Don’t have a house (she doesn’t know the owner)
Don’t have a specific date (MAYBE summer of '82)
Don’t have a reason for the party (She doesn’t remember the reason they were partying)
She can only name two people there (supposedly in the room) and one person only as PJ
She never told anyone from 1982 until 2012
She never documented it from 1982 until 2012
Not a whole lot for the FBI to go on. FBI may have interviewed her, Kavanaugh and Judge informally. Then put the note and findings in the file for the committee to review.
She should have went to local law enforcement 36 years ago, when the event allegedly occurred. That is how the legal system is set up. It’s nuts to try and litigate a crime 36 years later.
Some of what you write are not facts in evidence (e.g., she never told anyone until 2012 - that’s not a certainty). Which is the point: little to go on, or not, the FBI would be tasked with doing as much investigation as could be done. There is absolutely no reason for standard FBI procedure to be short-circuited.
About what? The things I’m saying? Yes. The things you say I’m saying but I’m not? Not at all.
It seems like you’re not really paying attention to my words very well. You keep arguing things I’m not and you’re forcing me to point this out.
The judiciary committee is not a court.
I never said such a thing, it is blatantly dishonest to say I did, and on top of that you then targetted me with your false claim that I said the thing you made up to then assert “people like you”. You should correct this false claim and targeted post or delete it.
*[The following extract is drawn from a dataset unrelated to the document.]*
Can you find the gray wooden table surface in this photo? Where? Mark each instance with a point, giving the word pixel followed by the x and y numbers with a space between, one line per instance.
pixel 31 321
It’s SOP for an FBI background investigation: investigate any reports, accusations, and the like. (And yes, this accusation is an accusation of what would be a criminal act.) It’s like some people think this is all new territory, unprecedented, or something. Including the Clown King, who claimed that background investigations aren’t really the FBI’s thing.
President Trump’s Supreme Court nominee Brett Kavanaugh is facing an accusation of sexual assault, threatening to derail his lifetime nomination to the highest court in the land. See the latest.
Clarence Thomas underwent his initial hearings before the Senate Judiciary Committee in early September 1991.
Anita Hill says she spoke with the Judiciary Committee in “early September,” and that an FBI investigation was suggested to her on Sept. 20, 1991 .
On Sept. 23, 1991 , allegations of harassment were brought to the attention of the Senate Judiciary Committee, which immediately informed the White House, according to a statement from then-deputy press secretary Judy Smith.
Upon learning of the allegations , the White House “promptly directed the FBI to conduct a full, thorough and expeditious investigation,” according to the statement.
Three days later, on Sept. 26, 1991 , the FBI completed its investigation, and a report was submitted to the White House and the Judiciary Committee. The White House deemed the allegations “unfounded.”
On Oct. 6, 1991 , Nina Totenberg of NPR obtained a copy of the FBI report and reported on the allegations, the first time the public became aware of the story.
On Oct. 11, 1991, Hill begins her testimony during Thomas’ Senate confirmation hearing.